Convenons-en : ces manifestations n’auraient jamais dû avoir lieu. Il est totalement anormal que des citoyens en soient réduits à réclamer dans la rue que les tribunaux remplissent leur mission. Il est profondément choquant que l’institution judiciaire annonce, avant d’avoir bouclé son enquête, qu’elle prendra la décision de ne pas poursuivre des coupables connus de tous.

Une situation anormale

 

Il est à espérer que les juges d’instruction du tribunal de Paris ont entendu les cris de colère, les chants et les slogans déclamés lors des rassemblements de ce 27 février 2021. Sont-ils conscients que le Code de procédure pénale, qu’ils invoquent, ne les prémunit pas contre un déni de justice ?
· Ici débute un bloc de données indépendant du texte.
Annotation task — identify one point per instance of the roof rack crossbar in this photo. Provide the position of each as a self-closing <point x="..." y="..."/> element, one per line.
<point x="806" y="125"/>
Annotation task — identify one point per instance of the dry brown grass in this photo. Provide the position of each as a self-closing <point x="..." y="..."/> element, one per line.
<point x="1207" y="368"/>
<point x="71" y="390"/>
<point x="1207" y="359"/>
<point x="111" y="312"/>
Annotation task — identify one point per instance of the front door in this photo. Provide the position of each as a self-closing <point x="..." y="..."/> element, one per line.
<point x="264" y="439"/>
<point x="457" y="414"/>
Un déni de justice est un préjudice causé à un justiciable par l’État, comme le définit la loi du 5 juillet 1972. La Cour de cassation a précisé sa portée, en 2001, expliquant dans un arrêt limpide que toute déficience traduisant l’inaptitude de la justice à remplir sa mission est constitutive d’une faute lourde.

La morale au secours du droit

 

Ces magistrats ont-ils compris que la confiance en l’institution judiciaire peut s’éroder lorsqu’elle ignore la demande légitime de désigner les responsables d’un délit et à réparer les dommages causés par ces actes ? Le Code civil l’édicte dans son article 1240 : "Tout fait quelconque de l’homme, qui cause à autrui un dommage, oblige celui par la faute duquel il est arrivé à le réparer".
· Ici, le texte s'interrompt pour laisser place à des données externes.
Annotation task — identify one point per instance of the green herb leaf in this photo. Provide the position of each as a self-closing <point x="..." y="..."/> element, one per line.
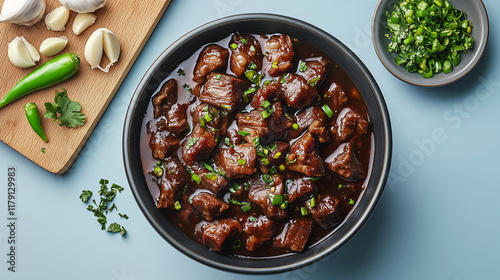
<point x="86" y="194"/>
<point x="64" y="111"/>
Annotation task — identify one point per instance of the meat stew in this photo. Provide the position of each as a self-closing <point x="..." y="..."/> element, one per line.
<point x="260" y="152"/>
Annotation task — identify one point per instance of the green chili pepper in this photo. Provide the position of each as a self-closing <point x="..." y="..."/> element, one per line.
<point x="33" y="116"/>
<point x="52" y="72"/>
Les juges d’instruction savent-ils que c’est de morale dont il s’agit dans cette affaire, autant que de droit ? S’ils prononcent un non-lieu, ils ne commettraient pas seulement une erreur d’appréciation, mais se rendraient coupables d’une faute, c’est-à-dire d’un manquement à la règle morale, comme le définit le dictionnaire Larousse. Pensent-ils vraiment qu’une quelconque institution peut se dresser contre le peuple quand il réclame vérité, justice et respect ?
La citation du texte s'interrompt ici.